Interpreting low-resolution pixel art is nothing new for Turner; he's been doing it since he was a child. Turner told Joystiq one of his favorite parts of gaming were the games' instruction manuals. "Whenever there wasn't one, I would get so bummed out that I would start drawing the enemies I'd run into," Turner said. "I'd hit pause on the game and draw what I thought they looked like."

"What's neat about that process is typically, back in the day, if you look at stuff from like Yoshitaka Amano, he did high-res, beautiful watercolor paintings. Then they would take that and crunch it down into the pixels. What we're doing in NecroDancer is actually like the reverse. It's starting out with Ted's pixel stuff and then it comes to me, and I'm kind of crowbarring my take on it. It's super fun."

Turner isn't always playing follow the leader, however. Sometimes the creation process is reversed. Many of the game's bosses, for example, began as sketches from Turner, who would churn out six or seven ideas per boss. "I'm not a very good 'quality artist,' I'm a better 'quantity artist,' so that's kind of how I approach design work. I make enough crap that eventually something sticks," he said, laughing. "It's a shotgun approach."
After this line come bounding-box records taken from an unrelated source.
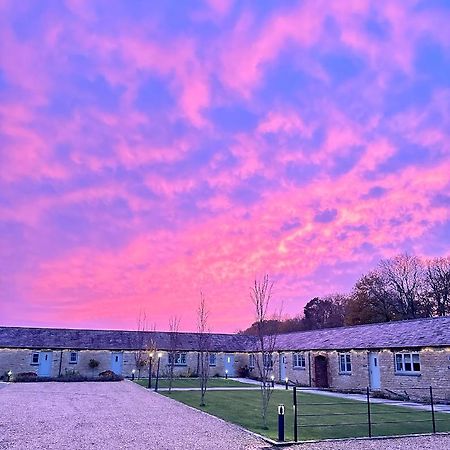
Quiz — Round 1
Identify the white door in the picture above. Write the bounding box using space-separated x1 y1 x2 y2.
369 352 381 390
111 352 123 375
38 352 53 377
280 353 286 382
224 353 234 377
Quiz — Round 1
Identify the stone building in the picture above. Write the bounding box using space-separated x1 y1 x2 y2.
274 317 450 399
0 327 250 377
0 317 450 399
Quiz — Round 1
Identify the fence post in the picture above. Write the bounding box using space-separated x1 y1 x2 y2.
430 386 436 433
278 405 284 442
293 386 298 442
366 386 372 437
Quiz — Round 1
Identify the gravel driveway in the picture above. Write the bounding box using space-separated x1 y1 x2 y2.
0 381 450 450
287 434 450 450
0 381 267 450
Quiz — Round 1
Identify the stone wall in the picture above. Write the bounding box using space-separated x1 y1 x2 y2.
379 347 450 400
0 349 248 377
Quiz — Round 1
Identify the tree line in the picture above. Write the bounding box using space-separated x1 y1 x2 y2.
242 253 450 335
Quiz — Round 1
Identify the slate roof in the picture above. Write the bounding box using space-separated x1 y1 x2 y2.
0 317 450 352
0 327 252 352
277 317 450 350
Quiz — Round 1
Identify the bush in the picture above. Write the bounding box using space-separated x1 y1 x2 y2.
237 366 250 378
14 372 38 383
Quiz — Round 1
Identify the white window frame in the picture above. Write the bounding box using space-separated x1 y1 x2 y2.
394 352 422 375
338 352 352 374
292 352 306 369
69 351 78 364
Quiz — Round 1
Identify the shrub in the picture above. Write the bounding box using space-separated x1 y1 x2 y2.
238 366 250 378
98 370 123 381
14 372 38 383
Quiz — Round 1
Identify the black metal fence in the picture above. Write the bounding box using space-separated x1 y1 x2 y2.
292 386 450 442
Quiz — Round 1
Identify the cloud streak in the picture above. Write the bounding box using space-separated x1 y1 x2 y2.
0 1 450 331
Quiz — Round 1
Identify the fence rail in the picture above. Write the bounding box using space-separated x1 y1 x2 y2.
292 385 450 442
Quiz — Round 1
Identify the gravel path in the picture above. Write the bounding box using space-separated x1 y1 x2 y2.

If the team's art output and collaboration is a gun, NecroDancer's Death Metal boss is a bullseye shot. The monster, a Grim Reaper-like figure with a massive speaker on his chest and microphone attached to his iconic scythe, is a play on words in several ways: His theme music is a fast-paced death metal beat, and his design is based on the stereotypical Grim Reaper (aka: Death) visuals with a metallic shield and costume accents. Death. Metal. Death Metal.


It's a striking and original concept, thoughtful and thematic. And despite being a visual asset in a game getting attention for its music and gameplay, it's an important piece of the game's overall impression. The Death Metal boss – and indeed all of NecroDancer's art – are the studded gloves, the cartoon personas, the robot helmets, the KISS makeup of the game world.

"People do react really well to the art when we put out stuff," Clark told Joystiq. "It's just that when people hear the concept, it's hard for them to not get overwhelmed by the wackiness of the mash-up and the music."

"We wanted to make it look like a true roguelike, which I think it does."